When the church is a political actor, the gospel doesn’t have the final word.
Two temptations have usually attended Christian engagement with politics throughout the history of the church. On the one hand, Christendom united the political and the spiritual such that the church and the state operate hand in glove. The church implicates itself with worldly, political purposes. But as the Lutheran reformers correctly observe, the priest who administers the forgiveness of sins cannot also be judge, jury, and executioner. The two kingdoms – church and state – have discreet authorities (both from God) but must be distinguished. When the church is a political actor, the gospel doesn’t have the final word.
Christendom has problems that run in the other direction as well when the state implicates itself with spiritual purposes. When the law is conceived of as the means of moral improvement, then politics and salvation are united.
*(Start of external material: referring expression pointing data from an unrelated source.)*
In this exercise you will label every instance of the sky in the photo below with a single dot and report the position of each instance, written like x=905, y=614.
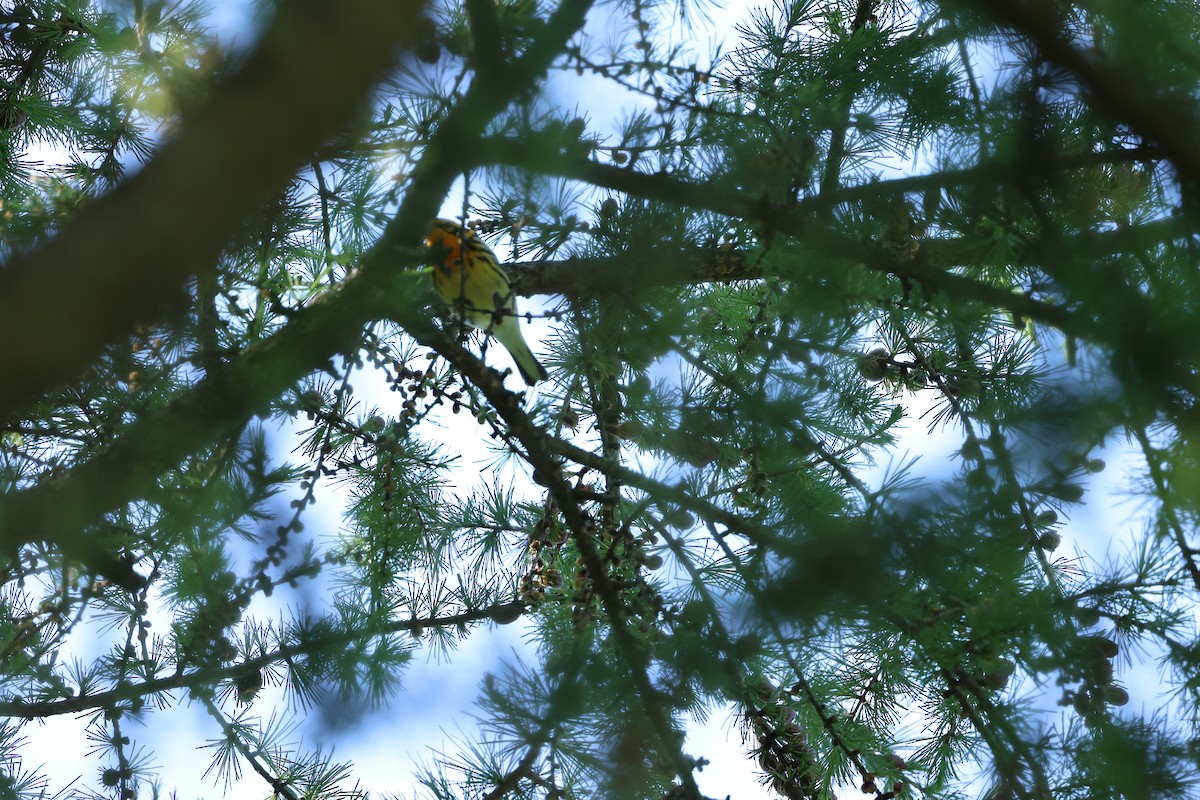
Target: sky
x=436, y=708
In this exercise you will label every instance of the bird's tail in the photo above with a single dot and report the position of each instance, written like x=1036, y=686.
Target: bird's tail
x=527, y=365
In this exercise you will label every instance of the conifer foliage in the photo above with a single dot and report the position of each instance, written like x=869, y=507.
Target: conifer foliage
x=756, y=268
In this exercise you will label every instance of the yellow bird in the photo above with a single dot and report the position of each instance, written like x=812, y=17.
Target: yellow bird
x=471, y=280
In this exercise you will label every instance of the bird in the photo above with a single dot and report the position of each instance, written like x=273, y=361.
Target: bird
x=472, y=281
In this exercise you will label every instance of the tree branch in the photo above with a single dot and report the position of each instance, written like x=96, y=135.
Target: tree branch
x=125, y=258
x=58, y=510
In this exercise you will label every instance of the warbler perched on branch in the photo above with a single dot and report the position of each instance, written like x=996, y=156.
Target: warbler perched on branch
x=477, y=288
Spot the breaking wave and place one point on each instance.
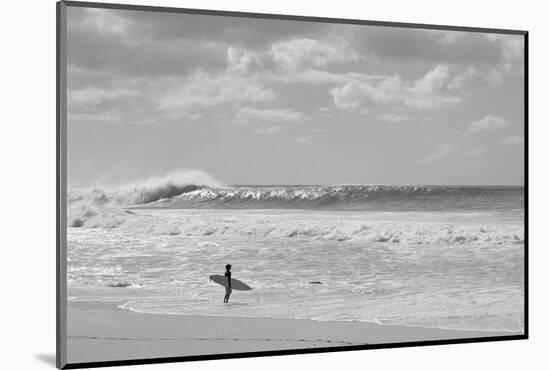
(189, 189)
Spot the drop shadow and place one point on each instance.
(47, 358)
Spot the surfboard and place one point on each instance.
(235, 284)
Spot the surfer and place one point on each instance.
(228, 288)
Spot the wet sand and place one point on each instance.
(103, 332)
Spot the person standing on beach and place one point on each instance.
(228, 288)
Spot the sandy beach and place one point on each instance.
(103, 332)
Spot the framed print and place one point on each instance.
(236, 184)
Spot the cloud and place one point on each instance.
(476, 151)
(242, 61)
(303, 140)
(489, 122)
(392, 117)
(207, 90)
(513, 140)
(253, 115)
(269, 130)
(301, 53)
(356, 92)
(428, 92)
(443, 151)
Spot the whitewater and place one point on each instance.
(434, 256)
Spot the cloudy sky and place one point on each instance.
(256, 101)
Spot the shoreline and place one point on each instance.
(99, 331)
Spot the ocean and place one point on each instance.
(432, 256)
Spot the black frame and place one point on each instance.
(61, 191)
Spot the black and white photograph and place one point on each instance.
(244, 184)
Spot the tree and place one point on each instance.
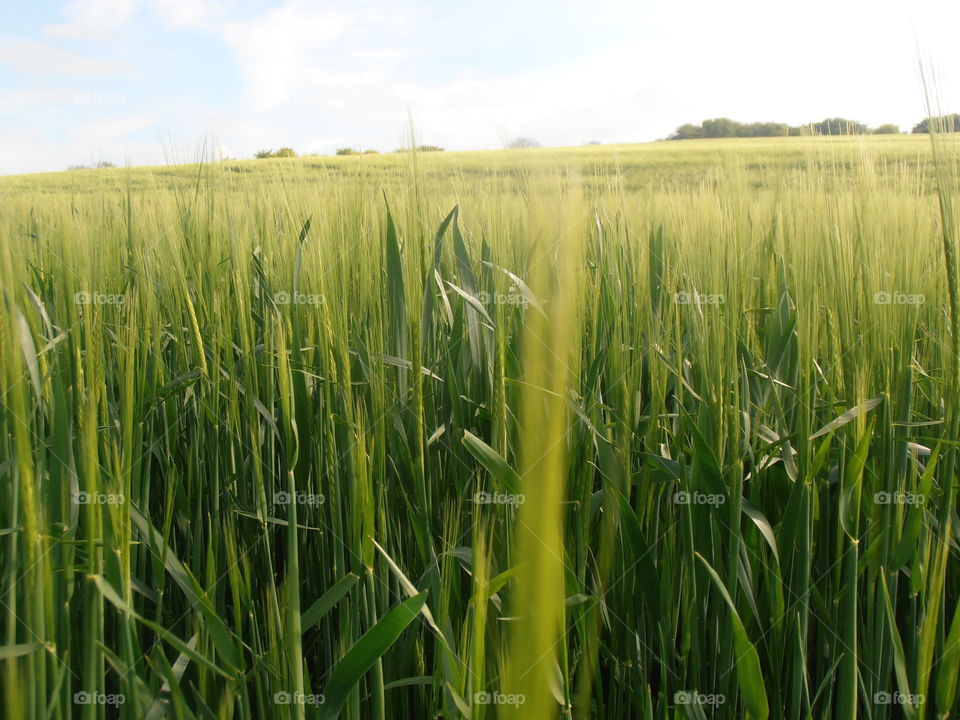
(521, 143)
(839, 126)
(767, 129)
(722, 127)
(282, 152)
(687, 132)
(944, 123)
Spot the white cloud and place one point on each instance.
(44, 59)
(184, 14)
(105, 130)
(92, 18)
(299, 52)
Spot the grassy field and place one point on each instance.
(651, 431)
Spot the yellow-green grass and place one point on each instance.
(718, 375)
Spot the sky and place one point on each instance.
(148, 82)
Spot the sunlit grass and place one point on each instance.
(630, 431)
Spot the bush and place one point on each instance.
(945, 123)
(282, 152)
(421, 148)
(522, 143)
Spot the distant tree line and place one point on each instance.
(725, 127)
(944, 123)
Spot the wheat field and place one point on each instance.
(652, 431)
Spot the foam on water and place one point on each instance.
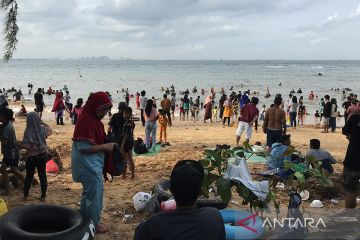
(113, 75)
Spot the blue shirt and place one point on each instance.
(85, 165)
(277, 158)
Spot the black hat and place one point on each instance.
(186, 181)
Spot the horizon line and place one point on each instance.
(181, 59)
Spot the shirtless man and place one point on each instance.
(274, 123)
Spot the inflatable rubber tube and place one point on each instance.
(162, 190)
(45, 222)
(232, 218)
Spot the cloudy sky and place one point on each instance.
(190, 29)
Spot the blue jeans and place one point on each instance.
(150, 128)
(92, 197)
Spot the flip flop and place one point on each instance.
(101, 228)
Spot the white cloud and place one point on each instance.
(189, 28)
(330, 19)
(356, 12)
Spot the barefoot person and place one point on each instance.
(151, 116)
(186, 222)
(351, 172)
(326, 113)
(9, 148)
(274, 123)
(88, 152)
(128, 142)
(39, 102)
(208, 108)
(36, 152)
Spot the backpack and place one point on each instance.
(139, 146)
(114, 164)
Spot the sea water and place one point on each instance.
(85, 76)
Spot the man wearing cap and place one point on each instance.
(277, 156)
(351, 171)
(186, 222)
(274, 123)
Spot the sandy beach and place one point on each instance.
(188, 140)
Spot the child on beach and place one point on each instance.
(59, 108)
(182, 112)
(22, 112)
(186, 106)
(163, 122)
(317, 118)
(301, 113)
(75, 114)
(137, 100)
(193, 113)
(34, 142)
(262, 114)
(128, 141)
(235, 106)
(9, 149)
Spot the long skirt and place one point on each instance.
(208, 107)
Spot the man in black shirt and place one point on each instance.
(326, 113)
(351, 172)
(186, 222)
(39, 102)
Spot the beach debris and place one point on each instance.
(55, 156)
(280, 186)
(316, 204)
(304, 195)
(334, 202)
(168, 206)
(140, 200)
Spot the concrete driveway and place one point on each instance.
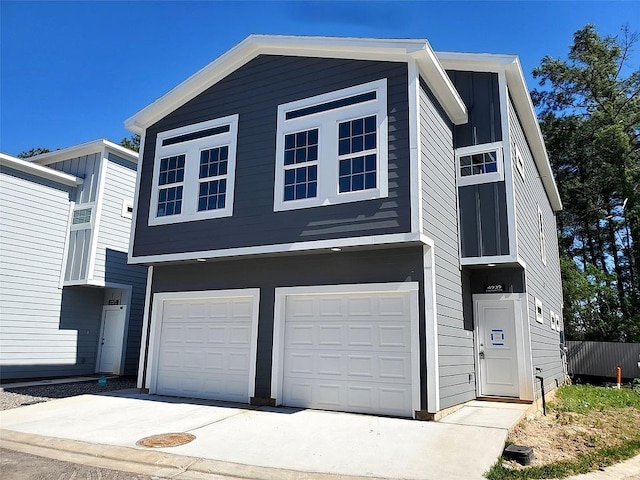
(261, 443)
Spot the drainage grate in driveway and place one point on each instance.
(165, 440)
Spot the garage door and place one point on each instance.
(205, 348)
(348, 352)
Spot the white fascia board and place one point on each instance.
(329, 47)
(370, 241)
(95, 146)
(441, 85)
(510, 65)
(40, 171)
(527, 114)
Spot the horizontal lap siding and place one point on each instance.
(34, 216)
(254, 92)
(543, 282)
(371, 266)
(439, 213)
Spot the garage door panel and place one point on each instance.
(349, 352)
(386, 336)
(205, 348)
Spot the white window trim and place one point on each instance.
(87, 225)
(496, 176)
(539, 311)
(543, 240)
(127, 208)
(191, 149)
(327, 124)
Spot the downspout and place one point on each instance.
(544, 402)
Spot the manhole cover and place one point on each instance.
(165, 440)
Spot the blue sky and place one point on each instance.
(72, 72)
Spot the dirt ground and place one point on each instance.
(563, 435)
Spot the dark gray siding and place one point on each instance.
(118, 272)
(543, 281)
(439, 213)
(479, 91)
(484, 230)
(511, 278)
(370, 266)
(254, 91)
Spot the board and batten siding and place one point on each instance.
(86, 167)
(542, 281)
(254, 92)
(34, 215)
(440, 223)
(111, 254)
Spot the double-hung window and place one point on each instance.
(480, 164)
(332, 148)
(194, 172)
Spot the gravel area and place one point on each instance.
(18, 397)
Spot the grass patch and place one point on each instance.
(585, 398)
(586, 428)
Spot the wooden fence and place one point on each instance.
(601, 359)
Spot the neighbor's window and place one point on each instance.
(81, 216)
(480, 164)
(332, 148)
(194, 172)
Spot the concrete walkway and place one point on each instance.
(259, 443)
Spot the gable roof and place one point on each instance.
(510, 65)
(38, 170)
(86, 148)
(328, 47)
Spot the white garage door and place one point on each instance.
(205, 348)
(348, 352)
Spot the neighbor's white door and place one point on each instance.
(497, 348)
(111, 339)
(348, 352)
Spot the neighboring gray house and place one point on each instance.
(348, 224)
(69, 303)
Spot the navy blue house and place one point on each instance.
(346, 224)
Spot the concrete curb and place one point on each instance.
(150, 462)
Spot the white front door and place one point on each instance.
(111, 339)
(497, 347)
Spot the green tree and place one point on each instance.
(132, 143)
(590, 117)
(33, 152)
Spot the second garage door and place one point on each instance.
(205, 349)
(348, 352)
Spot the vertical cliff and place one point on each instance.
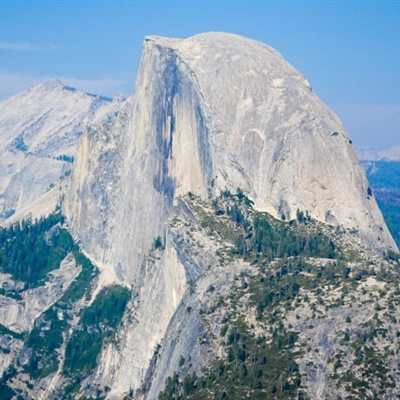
(209, 113)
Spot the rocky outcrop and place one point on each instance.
(209, 113)
(39, 130)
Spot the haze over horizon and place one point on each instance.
(346, 50)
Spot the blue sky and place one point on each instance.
(348, 50)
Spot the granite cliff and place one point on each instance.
(235, 246)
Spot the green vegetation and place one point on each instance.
(254, 368)
(299, 274)
(30, 250)
(260, 235)
(47, 336)
(97, 324)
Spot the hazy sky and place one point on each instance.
(348, 50)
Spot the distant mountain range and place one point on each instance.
(39, 130)
(213, 237)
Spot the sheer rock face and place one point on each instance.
(211, 112)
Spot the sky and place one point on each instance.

Human social life no longer concerns the management of sin in a fallen world, as God intends for politics. Rather, it becomes the means by which people acquire the virtues that will be completed in the future heavenly life. The gospel is subordinated to the law when politics is united to salvation.
Things aren’t much better when the church and the political realm are separated. Here, the church becomes an alternative society to all worldly politics. There is much that is appealing about withdrawing completely and setting up a church society all its own. But here again, the church becomes a political agent by crafting a uniquely Christian culture and way of life apart from the state. The church again exercises political authority but simply does so by creating its own government apart from secular authority. The predominance of the gospel fares no better when the solution to Christendom is for the church to withdraw from the earthly realm.
Christians should therefore have modest aspirations for political ends. The state’s purpose is to manage sin and promote virtue, but it will never achieve a perfect society. Human fellowship will not, in this life, arrive at the heavenly reality that awaits. Human political arrangements will inevitably be imperfect, fallen, and corrupt – despite being institutions ordained by God for imperfect justice and penultimate human flourishing.
But to make the proper distinction between law and gospel, the church must preach the law to lead sinners to Christ. The church doesn’t wield the sword or manipulate the state to achieve desirable outcomes – however admirable they might be. The church preaches judgment against sin to bring repentance; the state exercises judgment to restrain sin and make life livable for the time being. Only in this case does the gospel get the last word.